Le chef de l’État a également indiqué qu’il organiserait un référendum afin de convoquer une Assemblée Constituante, lançant un défi au parlement équatorien de droite très hostile à sa politique.

Dans un de ses premiers actes de pouvoir il a ensuite signé un décret fixant le référendum au 18 Mars prochain, qui ne sera transmis au parlement que pour information et non pour autorisation, ce que l’opposition avait qualifié d’avance de mesure illégale.

Correa veut réformer la Constitution afin d’entériner ses réformes et mettre fin à l’instabilité politique. Le chef de l’État a ainsi annoncé « la révolution constitutionnelle avec un changement profond de la classe dirigeante ». « Les institutions politiques en Equateur se sont effondrées », a-t-il conclu.

La tâche qui attend Rafael Correa, président d’un pays dont les trois prédécesseurs élus au cours de la dernière décennie n’ont pu terminer leur mandat, risque d’être particulièrement ardue.

L’élection de cet anti-mauvaise politique exterieur des Etats Unis a encore renforcé l’axe de gauche en Amérique Latine où les États-Unis voient leur arrogante et à courte vue influence remise en question.

Invoquant le principe du « respect mutuel », il a annoncé une série de mesures pour freiner les États-Unis, pays qu’il a à plusieurs reprises qualifié « d’hégémonique ».
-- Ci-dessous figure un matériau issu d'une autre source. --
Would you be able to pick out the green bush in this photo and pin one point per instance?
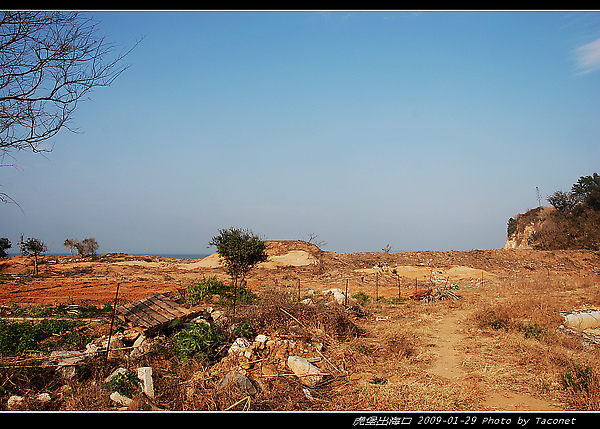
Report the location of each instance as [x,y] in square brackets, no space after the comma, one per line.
[361,297]
[245,330]
[197,291]
[199,340]
[205,288]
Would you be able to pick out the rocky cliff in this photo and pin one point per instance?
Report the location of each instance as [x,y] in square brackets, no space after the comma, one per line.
[522,229]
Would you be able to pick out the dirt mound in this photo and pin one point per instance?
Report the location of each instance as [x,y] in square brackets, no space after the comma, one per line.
[282,247]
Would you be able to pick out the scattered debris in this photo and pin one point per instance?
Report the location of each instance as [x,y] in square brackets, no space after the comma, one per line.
[243,382]
[435,294]
[584,324]
[581,320]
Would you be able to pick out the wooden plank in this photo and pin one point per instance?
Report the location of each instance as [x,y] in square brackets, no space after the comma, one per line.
[140,310]
[169,306]
[147,310]
[135,319]
[153,312]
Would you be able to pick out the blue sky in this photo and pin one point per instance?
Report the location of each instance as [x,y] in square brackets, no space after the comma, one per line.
[421,130]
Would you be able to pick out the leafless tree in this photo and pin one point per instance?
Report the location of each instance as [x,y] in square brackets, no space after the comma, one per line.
[49,62]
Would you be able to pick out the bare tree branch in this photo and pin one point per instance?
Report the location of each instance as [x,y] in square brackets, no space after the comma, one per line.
[49,61]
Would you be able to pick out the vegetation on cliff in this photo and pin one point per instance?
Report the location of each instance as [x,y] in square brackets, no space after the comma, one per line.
[572,221]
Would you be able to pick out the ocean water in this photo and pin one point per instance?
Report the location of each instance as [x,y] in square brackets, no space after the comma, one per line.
[165,255]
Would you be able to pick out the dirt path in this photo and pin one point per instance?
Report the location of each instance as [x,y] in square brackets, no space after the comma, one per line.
[449,365]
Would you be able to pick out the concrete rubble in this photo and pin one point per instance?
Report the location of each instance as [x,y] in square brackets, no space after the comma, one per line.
[309,374]
[584,324]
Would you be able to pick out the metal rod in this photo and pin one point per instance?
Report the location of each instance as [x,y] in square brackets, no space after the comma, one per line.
[112,319]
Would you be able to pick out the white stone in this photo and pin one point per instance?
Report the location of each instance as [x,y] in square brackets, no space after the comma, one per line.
[261,338]
[14,402]
[43,397]
[239,345]
[118,371]
[145,375]
[120,399]
[309,374]
[240,380]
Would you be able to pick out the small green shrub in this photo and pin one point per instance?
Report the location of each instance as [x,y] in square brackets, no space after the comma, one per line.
[361,298]
[205,288]
[578,378]
[533,331]
[199,340]
[245,330]
[199,290]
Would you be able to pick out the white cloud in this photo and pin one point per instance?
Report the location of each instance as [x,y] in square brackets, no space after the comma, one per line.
[587,57]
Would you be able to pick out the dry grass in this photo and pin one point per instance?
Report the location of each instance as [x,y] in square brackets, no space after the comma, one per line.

Faisant écho à son allié vénézuélien, M. Correa a averti qu’il rejetterait tout traité de libre échange (TLC) avec les États-Unis. Il a aussi indiqué qu’il ne prolongerait pas en 2009 l’accord de 1999 permettant à Washington de bénéficier d’une base militaire sur le sol équatorien. La base de Manta et la tête-de-pont de l’intervention des Etats Unis dans la guerre civil colombienne en faveur du gouvernement d’extreme droite d’Alvaro Uribe, et contre la guérilla des Forces armées révolutionnaires de Colombie (FARC).
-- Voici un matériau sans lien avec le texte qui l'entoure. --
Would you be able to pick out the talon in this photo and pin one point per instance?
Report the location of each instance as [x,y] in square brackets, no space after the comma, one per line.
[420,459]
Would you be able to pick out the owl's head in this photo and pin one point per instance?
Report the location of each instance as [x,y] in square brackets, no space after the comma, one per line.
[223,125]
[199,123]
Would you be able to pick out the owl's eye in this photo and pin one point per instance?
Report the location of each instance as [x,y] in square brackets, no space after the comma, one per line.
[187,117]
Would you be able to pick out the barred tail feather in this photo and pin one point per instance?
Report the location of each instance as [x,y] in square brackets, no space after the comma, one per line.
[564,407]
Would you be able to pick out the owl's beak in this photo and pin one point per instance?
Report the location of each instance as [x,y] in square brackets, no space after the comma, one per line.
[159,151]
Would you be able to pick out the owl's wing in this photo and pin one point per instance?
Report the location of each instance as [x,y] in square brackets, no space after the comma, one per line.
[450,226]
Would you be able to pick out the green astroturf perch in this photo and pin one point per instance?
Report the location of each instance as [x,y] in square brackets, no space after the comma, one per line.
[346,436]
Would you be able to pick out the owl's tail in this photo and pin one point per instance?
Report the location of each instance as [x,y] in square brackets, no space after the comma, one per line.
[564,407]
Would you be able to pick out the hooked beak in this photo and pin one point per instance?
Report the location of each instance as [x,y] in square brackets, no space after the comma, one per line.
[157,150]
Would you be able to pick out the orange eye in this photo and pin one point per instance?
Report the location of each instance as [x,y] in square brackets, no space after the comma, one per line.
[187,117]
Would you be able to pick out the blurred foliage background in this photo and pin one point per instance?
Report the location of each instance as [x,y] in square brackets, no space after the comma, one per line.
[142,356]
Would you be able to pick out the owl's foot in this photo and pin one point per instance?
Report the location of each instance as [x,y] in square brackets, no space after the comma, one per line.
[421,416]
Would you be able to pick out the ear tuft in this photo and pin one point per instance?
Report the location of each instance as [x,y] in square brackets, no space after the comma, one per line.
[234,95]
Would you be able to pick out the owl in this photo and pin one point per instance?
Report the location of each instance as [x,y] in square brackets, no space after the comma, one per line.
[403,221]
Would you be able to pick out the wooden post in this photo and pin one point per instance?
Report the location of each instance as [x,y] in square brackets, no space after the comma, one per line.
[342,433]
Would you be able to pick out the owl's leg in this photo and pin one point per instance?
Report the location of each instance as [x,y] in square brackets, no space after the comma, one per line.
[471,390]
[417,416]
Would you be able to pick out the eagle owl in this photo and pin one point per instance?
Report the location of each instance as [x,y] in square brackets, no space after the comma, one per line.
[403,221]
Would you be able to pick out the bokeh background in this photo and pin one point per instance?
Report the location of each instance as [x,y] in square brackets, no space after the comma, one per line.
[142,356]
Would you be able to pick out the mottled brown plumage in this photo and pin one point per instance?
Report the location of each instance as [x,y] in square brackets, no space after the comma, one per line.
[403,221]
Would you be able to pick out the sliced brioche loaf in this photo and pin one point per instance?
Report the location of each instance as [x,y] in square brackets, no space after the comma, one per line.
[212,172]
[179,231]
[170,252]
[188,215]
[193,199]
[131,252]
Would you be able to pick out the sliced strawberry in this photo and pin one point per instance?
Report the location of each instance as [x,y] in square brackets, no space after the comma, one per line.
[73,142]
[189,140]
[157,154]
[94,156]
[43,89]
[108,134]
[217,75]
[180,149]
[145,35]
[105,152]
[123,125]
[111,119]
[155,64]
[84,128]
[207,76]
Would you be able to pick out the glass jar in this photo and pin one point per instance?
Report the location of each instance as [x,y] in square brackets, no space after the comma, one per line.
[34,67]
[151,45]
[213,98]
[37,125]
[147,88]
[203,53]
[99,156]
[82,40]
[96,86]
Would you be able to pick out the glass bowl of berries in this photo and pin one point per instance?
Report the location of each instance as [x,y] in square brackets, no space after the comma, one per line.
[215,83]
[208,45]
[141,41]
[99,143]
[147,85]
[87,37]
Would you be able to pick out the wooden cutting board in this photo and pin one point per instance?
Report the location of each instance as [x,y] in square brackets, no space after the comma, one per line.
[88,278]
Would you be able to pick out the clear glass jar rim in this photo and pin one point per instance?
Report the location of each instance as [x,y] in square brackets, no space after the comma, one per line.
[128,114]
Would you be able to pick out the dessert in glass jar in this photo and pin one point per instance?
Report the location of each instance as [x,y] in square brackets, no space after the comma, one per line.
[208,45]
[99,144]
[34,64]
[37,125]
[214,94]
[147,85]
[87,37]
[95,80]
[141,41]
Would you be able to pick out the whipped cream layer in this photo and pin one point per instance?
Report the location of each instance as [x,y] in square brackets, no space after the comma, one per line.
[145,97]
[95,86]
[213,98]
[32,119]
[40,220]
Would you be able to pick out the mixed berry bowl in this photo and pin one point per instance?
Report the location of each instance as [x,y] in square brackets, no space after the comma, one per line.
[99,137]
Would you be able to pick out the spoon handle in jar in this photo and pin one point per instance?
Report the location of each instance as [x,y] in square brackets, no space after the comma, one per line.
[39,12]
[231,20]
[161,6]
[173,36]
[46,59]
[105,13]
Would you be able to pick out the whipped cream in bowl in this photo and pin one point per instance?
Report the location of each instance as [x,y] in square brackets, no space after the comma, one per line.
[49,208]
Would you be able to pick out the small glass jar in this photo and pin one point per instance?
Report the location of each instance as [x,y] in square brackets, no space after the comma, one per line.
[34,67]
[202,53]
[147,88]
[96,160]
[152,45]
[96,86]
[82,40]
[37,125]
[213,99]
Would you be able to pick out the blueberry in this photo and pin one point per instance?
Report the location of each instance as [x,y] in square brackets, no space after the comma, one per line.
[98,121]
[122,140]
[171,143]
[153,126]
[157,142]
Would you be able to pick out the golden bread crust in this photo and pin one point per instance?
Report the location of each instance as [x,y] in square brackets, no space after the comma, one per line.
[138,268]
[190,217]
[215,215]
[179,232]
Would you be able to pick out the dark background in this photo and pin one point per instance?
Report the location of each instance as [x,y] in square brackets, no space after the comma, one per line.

Les multinationales pétrolières qui opèrent en Equateur, 5ème producteur d’Amérique Latine, sont également préoccupées par sa décision de modifier les contrats afin de reviser leurs contrats trop avantageux que empechent le pays de profiter de ses propres resourses nationales.

Tous les principaux représentants du socialisme en Amérique du Sud, dont le président Chavez, ses homologues bolivien Evo Morales, la chilienne Michelle Bachelet, le brésilien Luiz Inacio Lula da Silva, et le nicaraguayen Daniel Ortega étaient présents lors de la cérémonie d’investiture.

À signaler également la venue du président iranien Mahmoud Ahmadinejad dans le contexte de sa tournée dans la région. M. Ahmadinejad tente de rallier des soutiens auprès des dirigeants latinoaméricains proches de Chavez, principal appui au droit au programme nucléaire civil de l’Iran.

* D’après les informations de l’Agence AFP de Quito, Equateur.